Parables & Lessons
The parables and lessons of Jesus are so full of images of birds of the air and lilies of the field, lost coins and stray sheep, sowers of seed and gatherers of tares, wedding bridesmaids and prodigal sons that they cry out for illustration!
In my series of watercolor-pencil sketches called The Parables of Jesus, I wanted to recapture the elegant simplicity of the line drawings in the American Bible Society’s Good News for Modern Man, which I much admired, when it first came out in the late 1960s. Working with simple forms, I added a few splashes of color and the vaguest hint of facial expressions without veering too far towards realism.
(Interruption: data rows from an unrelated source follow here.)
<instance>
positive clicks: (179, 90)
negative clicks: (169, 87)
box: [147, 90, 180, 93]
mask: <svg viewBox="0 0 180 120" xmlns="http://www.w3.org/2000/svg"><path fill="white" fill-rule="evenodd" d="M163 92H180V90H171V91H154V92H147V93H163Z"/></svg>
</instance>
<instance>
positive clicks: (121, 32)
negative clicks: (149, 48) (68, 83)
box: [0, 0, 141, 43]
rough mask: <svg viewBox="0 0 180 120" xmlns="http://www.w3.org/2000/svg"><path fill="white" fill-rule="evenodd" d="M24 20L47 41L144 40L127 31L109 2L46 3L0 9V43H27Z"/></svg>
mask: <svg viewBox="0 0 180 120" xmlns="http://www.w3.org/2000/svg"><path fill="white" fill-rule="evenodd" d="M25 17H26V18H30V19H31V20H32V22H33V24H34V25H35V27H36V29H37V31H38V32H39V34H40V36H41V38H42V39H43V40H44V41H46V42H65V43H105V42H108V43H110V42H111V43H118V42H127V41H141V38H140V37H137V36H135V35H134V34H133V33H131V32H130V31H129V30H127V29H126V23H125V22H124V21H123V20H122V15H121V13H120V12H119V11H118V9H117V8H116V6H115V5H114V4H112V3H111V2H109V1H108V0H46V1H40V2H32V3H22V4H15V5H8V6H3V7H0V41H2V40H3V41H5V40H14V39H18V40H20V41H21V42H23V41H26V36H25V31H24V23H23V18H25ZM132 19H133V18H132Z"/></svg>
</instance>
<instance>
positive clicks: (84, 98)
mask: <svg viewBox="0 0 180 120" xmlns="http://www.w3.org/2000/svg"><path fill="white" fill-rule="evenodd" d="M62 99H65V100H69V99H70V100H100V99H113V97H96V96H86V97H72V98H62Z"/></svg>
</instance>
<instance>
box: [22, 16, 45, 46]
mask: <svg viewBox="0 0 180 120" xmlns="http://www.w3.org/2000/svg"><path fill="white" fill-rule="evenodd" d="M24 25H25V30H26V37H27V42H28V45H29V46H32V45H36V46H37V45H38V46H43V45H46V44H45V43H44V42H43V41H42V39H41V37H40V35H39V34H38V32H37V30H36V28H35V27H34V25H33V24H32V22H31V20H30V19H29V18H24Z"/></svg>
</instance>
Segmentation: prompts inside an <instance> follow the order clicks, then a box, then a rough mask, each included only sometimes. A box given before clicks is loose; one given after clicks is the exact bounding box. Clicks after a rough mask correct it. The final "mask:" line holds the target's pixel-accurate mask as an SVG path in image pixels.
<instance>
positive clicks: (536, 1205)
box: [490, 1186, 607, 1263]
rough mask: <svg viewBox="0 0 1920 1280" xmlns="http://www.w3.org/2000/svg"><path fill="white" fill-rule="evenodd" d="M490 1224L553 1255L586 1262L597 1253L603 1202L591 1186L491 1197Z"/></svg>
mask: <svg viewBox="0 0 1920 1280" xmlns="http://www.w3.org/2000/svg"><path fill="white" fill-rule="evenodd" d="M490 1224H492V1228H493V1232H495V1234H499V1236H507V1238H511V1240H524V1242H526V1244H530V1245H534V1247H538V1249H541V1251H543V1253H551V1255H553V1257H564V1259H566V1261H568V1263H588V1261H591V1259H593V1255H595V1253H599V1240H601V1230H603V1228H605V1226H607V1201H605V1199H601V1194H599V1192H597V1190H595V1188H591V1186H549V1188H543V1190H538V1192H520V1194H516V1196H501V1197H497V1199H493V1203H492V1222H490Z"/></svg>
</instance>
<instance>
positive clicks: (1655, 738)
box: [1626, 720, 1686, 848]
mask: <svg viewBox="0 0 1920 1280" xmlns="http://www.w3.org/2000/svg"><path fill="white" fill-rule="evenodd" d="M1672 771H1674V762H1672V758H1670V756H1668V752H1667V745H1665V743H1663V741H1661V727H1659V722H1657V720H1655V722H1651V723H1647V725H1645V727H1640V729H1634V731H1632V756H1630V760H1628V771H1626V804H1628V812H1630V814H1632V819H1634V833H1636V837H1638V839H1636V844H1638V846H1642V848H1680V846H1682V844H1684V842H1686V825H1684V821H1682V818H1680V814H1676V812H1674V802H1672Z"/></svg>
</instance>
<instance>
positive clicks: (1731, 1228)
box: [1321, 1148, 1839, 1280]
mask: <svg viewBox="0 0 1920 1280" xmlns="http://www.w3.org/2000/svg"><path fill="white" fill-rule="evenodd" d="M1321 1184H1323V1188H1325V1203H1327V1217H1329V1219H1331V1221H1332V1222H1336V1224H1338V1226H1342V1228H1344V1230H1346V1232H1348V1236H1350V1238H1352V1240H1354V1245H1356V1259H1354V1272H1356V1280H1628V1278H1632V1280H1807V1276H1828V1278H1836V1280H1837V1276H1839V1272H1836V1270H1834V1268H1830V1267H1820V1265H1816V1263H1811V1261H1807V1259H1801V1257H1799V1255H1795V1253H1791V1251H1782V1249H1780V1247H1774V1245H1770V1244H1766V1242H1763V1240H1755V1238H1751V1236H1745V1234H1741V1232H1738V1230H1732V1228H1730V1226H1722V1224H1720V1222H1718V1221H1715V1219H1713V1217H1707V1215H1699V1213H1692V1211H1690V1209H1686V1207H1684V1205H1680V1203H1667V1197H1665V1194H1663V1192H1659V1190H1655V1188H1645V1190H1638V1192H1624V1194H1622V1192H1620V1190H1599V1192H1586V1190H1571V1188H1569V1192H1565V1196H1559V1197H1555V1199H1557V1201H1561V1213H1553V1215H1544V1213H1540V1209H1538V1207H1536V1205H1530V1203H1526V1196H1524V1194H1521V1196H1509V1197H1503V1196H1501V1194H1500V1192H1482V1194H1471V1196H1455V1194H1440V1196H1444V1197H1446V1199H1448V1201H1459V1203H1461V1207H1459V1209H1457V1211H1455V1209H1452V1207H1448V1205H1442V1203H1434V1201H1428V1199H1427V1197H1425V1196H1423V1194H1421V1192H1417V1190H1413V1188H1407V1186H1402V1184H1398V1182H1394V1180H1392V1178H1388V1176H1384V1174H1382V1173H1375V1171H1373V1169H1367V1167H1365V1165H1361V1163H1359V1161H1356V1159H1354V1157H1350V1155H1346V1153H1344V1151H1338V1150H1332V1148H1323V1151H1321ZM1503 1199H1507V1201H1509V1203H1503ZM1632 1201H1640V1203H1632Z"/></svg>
Since the parable panels are similar in scale and color palette, I mounted them on a single background to create the illusion of separate events taking place in a shared space, an homage, of sorts, to Pieter Bruegel’s masterful mass compositions like The Battle of Carnival and Lent.
The three drawings in The Apocalyptic Trilogy meld events from Jesus’ life together with signs and symbols from his parables and teachings about the End of Time. As Jesus admires The Lilies of the Field, he knows they will soon be cast into the flames, like the tares and the unfruitful vine shoots in the background, which feature in his stories of the Last Judgment. In The Stone the Builders Rejected, Christ sits under a withered fig tree, lamenting the future destruction of Jerusalem. As he watches a mother hen protecting her chicks, the evil vineyard tenants of the parable in Matthew 21: 33-46 can be seen in the background, murdering the son of their landlord. Offered The Kingdoms of this World by Satan (represented by a Roman helmet, standard, and shield on a cross-like post), Jesus refuses the temptation of worldly power by drawing a cross in the sand.
I was interested in the historical murals of Thomas Hart Benton, when I was working on this trilogy, so, hints of American regionalist art, no doubt, found their way into the compositions.